The White House press secretary has an important and powerful role, and we all loved CJ Cregg for doing it (leading to my lifelong passion for Alison Janney). So when the incoming spokesman Sean Spicer said of 20 January 2017 "This was the largest audience ever to witness an inauguration, period," I was naturally a little concerned.
Looking first at the television audience, ratings agency Neilsen suggests that 30.6 million people in the USA were watching. That compares with the Obama inauguration in 2009 when 38 million watched, and Reagan's inauguration in 1981 when 42 million people tuned in.

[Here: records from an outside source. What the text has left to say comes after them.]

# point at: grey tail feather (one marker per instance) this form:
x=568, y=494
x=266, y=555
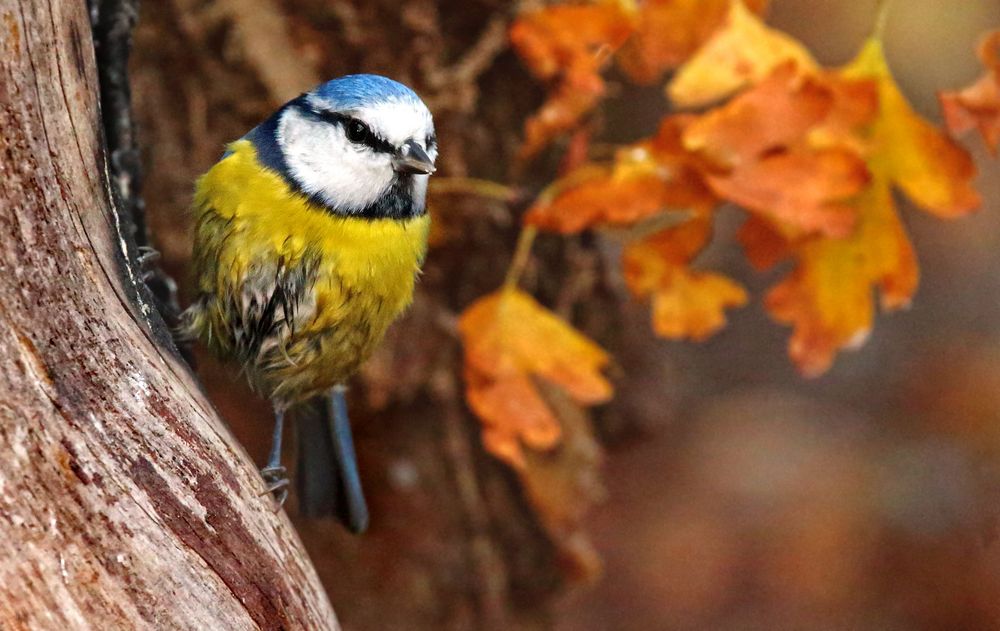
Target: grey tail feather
x=327, y=478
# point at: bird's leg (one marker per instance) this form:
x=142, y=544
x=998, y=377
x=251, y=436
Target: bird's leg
x=355, y=511
x=273, y=473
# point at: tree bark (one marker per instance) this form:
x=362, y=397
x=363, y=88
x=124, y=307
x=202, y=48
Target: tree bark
x=125, y=503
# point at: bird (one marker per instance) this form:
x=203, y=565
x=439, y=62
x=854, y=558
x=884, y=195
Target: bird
x=309, y=234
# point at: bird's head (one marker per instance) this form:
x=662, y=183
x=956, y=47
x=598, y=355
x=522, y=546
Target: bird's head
x=360, y=145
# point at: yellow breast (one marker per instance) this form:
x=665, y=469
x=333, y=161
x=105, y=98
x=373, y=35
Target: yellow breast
x=348, y=278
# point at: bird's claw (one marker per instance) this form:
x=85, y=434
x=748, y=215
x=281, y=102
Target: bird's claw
x=277, y=484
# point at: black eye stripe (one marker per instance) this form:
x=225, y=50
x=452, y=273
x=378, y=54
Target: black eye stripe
x=371, y=140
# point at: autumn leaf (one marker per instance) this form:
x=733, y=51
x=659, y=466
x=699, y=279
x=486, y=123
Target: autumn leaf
x=562, y=484
x=645, y=179
x=685, y=303
x=510, y=341
x=828, y=298
x=763, y=152
x=933, y=171
x=978, y=106
x=740, y=53
x=668, y=32
x=568, y=46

The big caveat here is that in 2009 - and certainly in 1981 - television was the only way to watch. In 2017 the online audience would have been significant. And according to Akamai, "video streaming of the 2017 presidential inauguration is the largest single live news event that the company has delivered a new benchmark for live video traffic."
To be precise, the coverage reached a peak of 8.7 terabytes a second at 12:04, which translates into 4.6 million people watching the streaming coverage (I have done the sums: around 1.89 Mb/s on average). 30.6 plus 4.6 is still not as big a total audience as 2009, but closer.
But how do you know how many people were actually there? The photographs suggest that this year there was a lot more empty space.
The New York Times took the simple measure of asking Washington Metro how many people had taken a train downtown. It turns out that it was 570,557 entries into the rail system in 2017, compared with 782,000 on inauguration day in 2013.
The National Mall - that beautiful piece of urban open space that rolls down the hill from the Capitol to the presidential monuments - is owned by the US National Parks Service. The parks service does not, as a matter of policy, issue estimates of crowd numbers since it suggested that the "Million Man March" in 1995 attracted just 400,000 people, and it was threatened with legal action by organiser Louis Farrakhan.
Way back in 1967 a professor at the University of California in Berkeley, Howard Jacobs, had an office that looked out on the plaza regularly used for Vietnam protests. He developed a theory of crowd estimation: essentially, in a loosely-packed crowd (people at arms' length from each other) each person occupied 10 square feet. You scale up the density for the intensity of the event, up to mosh-pit squeezing where an individual has 2.5 square feet.
I tried to find the crush loading of London Underground trains but the organisation is very twitchy about quoting specific numbers. I found a paper for Sydney's suburban commuter trains which quoted a maximum of four people per square metre, which is pretty much arithmetically the same as 2.5 square feet each.